February 2017Words by The Daily Team

A Western denim Wrangler shirt, designed for Beams’ 30th anniversary. All photographs © Beams. Courtesy of Rizzoli.

In today’s retail climate, things move fast. Alongside continual improvements in terms of innovation, service and the digital experience, shoppers expect newness on a weekly, if not daily basis. Imagine, then, the great strides that a retailer can make in 40 years. Then forget what you imagined and look at the extraordinary case of Japanese style institution Beams, which celebrates its four decades of existence this month with the release of new book Beams: Beyond Tokyo.

When Beams first launched in the 1970s, Harajuku, Tokyo, was a far-cry from the glimmering neon teen paradise it is today. In place of giant malls and complexes like Laforet and the towering 109 store in Shibuya, style-seekers were serviced by smaller stores offering American or Ivy League style clothing. The original Beams store, founded by Mr Etsuzo Shitara in 1976 and originally called American Life Shop Beams, innovated upon this format by focusing on West Coast Culture and partnering with newly launched magazine Popeye to seek out the best international product to bring to Tokyo.

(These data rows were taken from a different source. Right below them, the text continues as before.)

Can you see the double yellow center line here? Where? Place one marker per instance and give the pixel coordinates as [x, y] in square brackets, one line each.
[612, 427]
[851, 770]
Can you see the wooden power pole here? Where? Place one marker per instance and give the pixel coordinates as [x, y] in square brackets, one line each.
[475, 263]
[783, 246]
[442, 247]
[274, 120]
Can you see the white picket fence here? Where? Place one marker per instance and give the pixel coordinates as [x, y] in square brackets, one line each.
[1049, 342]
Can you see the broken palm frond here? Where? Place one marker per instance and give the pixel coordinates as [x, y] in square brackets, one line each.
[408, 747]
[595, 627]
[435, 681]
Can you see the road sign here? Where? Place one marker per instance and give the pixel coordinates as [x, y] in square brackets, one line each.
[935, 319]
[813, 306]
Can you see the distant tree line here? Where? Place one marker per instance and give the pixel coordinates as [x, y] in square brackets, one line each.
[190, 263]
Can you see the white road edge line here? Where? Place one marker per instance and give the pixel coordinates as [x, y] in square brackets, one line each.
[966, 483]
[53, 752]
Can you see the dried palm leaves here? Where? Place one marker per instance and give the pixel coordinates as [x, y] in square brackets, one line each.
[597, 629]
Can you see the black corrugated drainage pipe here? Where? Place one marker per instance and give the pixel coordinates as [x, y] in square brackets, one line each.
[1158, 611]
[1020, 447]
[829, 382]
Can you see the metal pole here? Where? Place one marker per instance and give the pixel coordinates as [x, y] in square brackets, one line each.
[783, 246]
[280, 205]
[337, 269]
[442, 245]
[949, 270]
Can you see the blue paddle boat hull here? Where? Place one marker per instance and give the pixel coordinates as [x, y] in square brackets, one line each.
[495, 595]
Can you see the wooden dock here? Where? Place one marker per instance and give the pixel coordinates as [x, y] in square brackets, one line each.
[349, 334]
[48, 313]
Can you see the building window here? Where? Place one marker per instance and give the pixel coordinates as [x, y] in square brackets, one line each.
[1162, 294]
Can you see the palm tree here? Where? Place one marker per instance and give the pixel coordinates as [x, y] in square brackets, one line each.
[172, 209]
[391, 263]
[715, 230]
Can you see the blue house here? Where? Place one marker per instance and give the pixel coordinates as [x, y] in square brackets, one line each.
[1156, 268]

In the ensuing years, it further diversified to keep up with the burgeoning fashion landscape, and increasingly concentrated on street style, by launching new stores and brands that focused on specific areas of clothing for different types of customer. In 1979, there was Beams F, an Ivy League concept. In 1981, came International Gallery Beams, which brought European designer brands to the Japanese capital. Then there were the women’s lines Lumiere Beams, Lapis Beams and Beams Boy. By the 1990s, as competition increased, Beams had opened a café, an art gallery, a record label, a vintage furniture store and more. Throughout, its buyers adopted an inquisitive approach to international brands and a truly collaborative spirit to make sure that Beams stores carried a jaw-droppingly wide range of new and exclusive products. It’s an approach that most Western retailers are still catching up with.